The proposals of the youth activists will be reviewed by the climate and energy ministers who will meet at the same location for the pre-COP26 meeting. Some will also make it to the Glasgow summit.
As rising world energy prices fuel concerns about climate reform, the meetings take place at a time when many people are afraid.
The U.N. COP26 Conference aims to get more ambitious climate action by the almost 200 countries that have signed the 2015 Paris Agreement. These nations agreed to limit global warming to 1.5 degree Celsius.
Rose Kobusinge (a Ugandan youth delegate) stated that “young people must get involved in the actual negotiation.” “We want 1.5 (degrees) and we won’t go beyond that.”
At their pre-COP26 summit, which starts on Thursday, some 50 climate ministers will tackle hurdles, including differing views on the pace of transition and who pays for it.
Although the U.S. and China’s new energy and financing pledges have made negotiators feel more positive, many G20 countries including India and China are still to update their short-term climate action plans.
Alok Sharma (Britain’s COP26 president) said Tuesday that “now is the right time for leaders from the largest economies and biggest greenhouse gas emitters [to make bolder] commitments.”
Climate activists want policymakers to match their rhetoric with actions and to raise the billions needed to transition the world from fossil fuels to clean energy in a year marked by record heatwaves as well as floods and fires.

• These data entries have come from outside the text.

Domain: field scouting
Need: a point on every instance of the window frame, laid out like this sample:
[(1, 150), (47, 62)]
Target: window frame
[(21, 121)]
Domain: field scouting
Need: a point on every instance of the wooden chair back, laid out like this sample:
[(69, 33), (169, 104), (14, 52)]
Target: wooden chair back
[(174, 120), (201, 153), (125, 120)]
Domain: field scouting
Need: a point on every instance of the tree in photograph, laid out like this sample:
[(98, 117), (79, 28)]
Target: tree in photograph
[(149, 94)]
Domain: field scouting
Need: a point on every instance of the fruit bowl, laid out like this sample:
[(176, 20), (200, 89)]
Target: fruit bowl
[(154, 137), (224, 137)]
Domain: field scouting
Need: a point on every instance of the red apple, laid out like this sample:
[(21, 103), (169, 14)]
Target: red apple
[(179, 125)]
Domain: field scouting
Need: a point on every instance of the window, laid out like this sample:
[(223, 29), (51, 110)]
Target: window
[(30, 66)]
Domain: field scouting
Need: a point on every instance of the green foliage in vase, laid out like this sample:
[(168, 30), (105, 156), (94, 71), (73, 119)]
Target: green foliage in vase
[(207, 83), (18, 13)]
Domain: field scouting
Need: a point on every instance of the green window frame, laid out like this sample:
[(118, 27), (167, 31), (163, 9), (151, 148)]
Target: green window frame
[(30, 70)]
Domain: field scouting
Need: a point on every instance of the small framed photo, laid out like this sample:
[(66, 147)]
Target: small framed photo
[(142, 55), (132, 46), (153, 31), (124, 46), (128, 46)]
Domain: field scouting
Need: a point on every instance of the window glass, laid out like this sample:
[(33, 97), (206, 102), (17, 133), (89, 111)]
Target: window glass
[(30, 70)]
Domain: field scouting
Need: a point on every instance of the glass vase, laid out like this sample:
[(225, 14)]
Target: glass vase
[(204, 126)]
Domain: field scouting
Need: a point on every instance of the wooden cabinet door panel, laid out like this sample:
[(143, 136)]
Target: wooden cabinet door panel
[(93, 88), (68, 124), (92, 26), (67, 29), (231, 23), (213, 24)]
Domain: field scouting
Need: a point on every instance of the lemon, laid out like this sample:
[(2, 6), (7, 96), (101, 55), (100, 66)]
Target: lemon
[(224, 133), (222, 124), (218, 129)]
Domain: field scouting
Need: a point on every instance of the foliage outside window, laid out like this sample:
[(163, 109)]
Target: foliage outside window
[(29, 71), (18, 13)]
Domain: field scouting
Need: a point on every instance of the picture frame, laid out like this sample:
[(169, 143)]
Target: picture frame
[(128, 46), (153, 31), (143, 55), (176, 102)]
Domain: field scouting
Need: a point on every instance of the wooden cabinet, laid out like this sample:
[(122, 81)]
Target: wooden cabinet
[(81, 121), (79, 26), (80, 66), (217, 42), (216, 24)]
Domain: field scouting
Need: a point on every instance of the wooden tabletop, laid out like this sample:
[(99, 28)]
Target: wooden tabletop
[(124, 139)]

Oscar Soria from the U.S.-based advocacy network Avaaz stated, “Money speaks. And if rich countries don’t restructure loans for poor nations, and commit $500 million for climate action starting 2020-2024,” Oscar Soria said.
Wealthy nations who pledged a decade ago to mobilize $100 billion a year to help vulnerable countries adapt and transition to cleaner energy are still short of their 2020 goal.
Vanessa Nakata from Uganda said that the promised $100 billion per year was still not available.